Ever since the untimely death of Ray Liotta four months ago, I've been trying to get hold of Liotta’s 1986 breakout performance in Jonathan Demme’s Something Wild. Three years before he played a ghostly Shoeless Joe Jackson in Field of Dreams, four years before he went to the mattresses as Henry Hill in Goodfellas, Liotta was indelible as a former high school classmate of Melanie Griffith’s Lulu, a man with a hair-trigger temper and a great enjoyment for mayhem. He must have made quite an impression on my fellow movie-lovers. When—after his death at age 67--I started requesting the film from my local library, it took four months for it to end up in my DVD player.
It was worth the wait. After Hours, shot by Demme in 1986, is described online as an “action comedy.” But that designation doesn’t begin to suggest the film’s antic impact. At first it’s indeed very funny, showing a Wall Street financial nerd (Jeff Daniels) who can boast a big and very recent promotion falling under the spell of a gaudily-dressed party girl, played by Melanie Griffith (she of the babyish voice and the body that just won’t quit). This mismatched pair embarks on suburban adventures that feature alcohol, handcuffs, reckless driving, and thrill-seeking of all varieties. But just when we’re thoroughly enjoying their unlikely fling, the tone of the movie starts to shift dramatically. Griffith’s Lulu is not quite the carefree gal she seems to be, nor is Daniels’ uptight yuppie entirely telling the truth about his own placid homelife. And then there’s Liotta, showing up as Ray Sinclair at Lulu’s Pennsylvania high school reunion. Ray is handsome, charismatic, and alarmingly volatile, and when he appears the movie takes a left turn from which there’s no going back.
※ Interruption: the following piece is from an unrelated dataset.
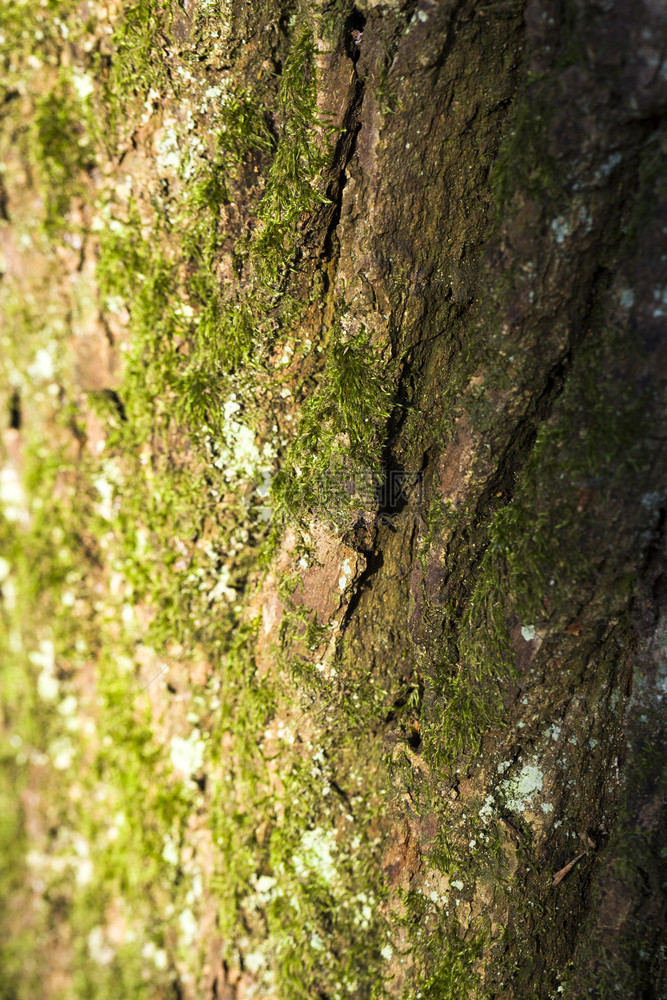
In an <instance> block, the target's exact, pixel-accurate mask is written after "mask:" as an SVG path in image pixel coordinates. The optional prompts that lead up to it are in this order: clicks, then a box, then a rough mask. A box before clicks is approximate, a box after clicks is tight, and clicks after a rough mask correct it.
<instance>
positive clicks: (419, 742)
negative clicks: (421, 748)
mask: <svg viewBox="0 0 667 1000" xmlns="http://www.w3.org/2000/svg"><path fill="white" fill-rule="evenodd" d="M421 745H422V738H421V736H420V735H419V733H418V732H417V730H416V729H415V730H413V731H412V732H411V733H410V735H409V736H408V746H409V747H410V749H411V750H419V748H420V746H421Z"/></svg>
It was Demme’s goal, at this fairly early point in his directing career, to try to meld screwball comedy and film noir. His bold experiment with a midpoint shift in tone made me, when I first saw the film, slightly queasy. This time around, I enjoyed Demme’s directorial sleight of hand for what it was. The film is a wild ride, and its unpredictable quality—in an era when we can generally figure out what’s coming next on our movie screen—now strikes me as hugely refreshing. I don’t always agree with the late Roger Ebert, but I love his description of Something Wild: “This is one of those rare movies where the plot seems surprised at what the characters do.” Exactly right!
One of the most memorable aspects of Something Wild is the role played by Griffith’s costumes and hair stylings. Clothes, in this film, do make the man . . . or, in this case the woman. The sexy vagabond of the early scenes—with her brunette bob and her jangling jewelry—is suddenly transformed, later in the film, into a honey blonde who favors toned-down makeup and prim white frocks. Lulu’s costume changes signify the revelation of the various layers of her complicated psyche. There’s one more major costume shift at the tail-end of the film. It’s a final twist that many critics find arbitrary and not needed, and I think they’re right. But that’s the challenge of a script as eccentric as this one: knowing when to stop.
The film’s score ranges from the classic to contributions by such pop icons as Laurie Anderson and David Byrne. Unsurprisingly, the featured track is “Wild Thing,” performed in various versions. .A hip surprise is the cameo appearances by indie iconoclasts John Waters and John Sayles. They too can be considered something wild.